The Emirates Discussion Forum (Arabic: منتدى الحوار الإماراتي), or simply uaehewar.net, is an internet forum focusing on the affairs of the United Arab Emirates. Since its launch in the summer of 2009, it has been described as the UAE’s only credible online discussion forum, and was subjected to multiple censorship actions by UAE authorities.

==Overview==
The site was established in August 2009 by a group of UAE intellectuals and internet activists to provide a genuine and free venue for debating national issues compared to state-controlled and subsidized media.
Uaehewar.net is distinguished from other UAE internet forums by a wider margin of freedom, allowing therefore the discussion of topics deemed as taboos in the conservative UAE society. Furthermore, the anonymity provided by the forum atmosphere encourages voicing out political opinions and critiques that are not usually expressed in the public arena due to fear of persecution.

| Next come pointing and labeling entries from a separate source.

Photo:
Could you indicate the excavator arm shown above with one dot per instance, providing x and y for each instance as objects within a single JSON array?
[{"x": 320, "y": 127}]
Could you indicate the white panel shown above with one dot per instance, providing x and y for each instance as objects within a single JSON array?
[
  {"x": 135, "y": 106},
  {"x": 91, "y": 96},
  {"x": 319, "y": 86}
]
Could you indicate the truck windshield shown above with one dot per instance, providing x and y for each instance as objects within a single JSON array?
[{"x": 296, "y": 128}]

==Censorship and access disruptions==

The first censorship action was carried out by UAE authorities in November 2009. The action specifically targeted an article entitled “Beyond the Biography of Allah” which offered an atheistic critique of monotheistic divinity, a taboo topic in the religiously conservative UAE society. However, since February 7, 2010, access to the website has been completely disrupted in the UAE; visitors receive a network error message. The US company that hosts the site, Host Rocket, confirmed that the inaccessibility in the UAE is not due to any technical problem. The unconventional method of blocking by the TRA has been interpreted by many as a plan to identify the owners of the website. On 14 March 2010, the Emirati lawyer and human rights activist Abdul Hamid Alkamiti filed a complaint to the prosecutor general in Dubai against the Telecomm Regulatory Authority demanding the disclosure of reasons behind the censorship action. As of May 2017, the website account had been suspended and not accessible to anyone in any part of the world.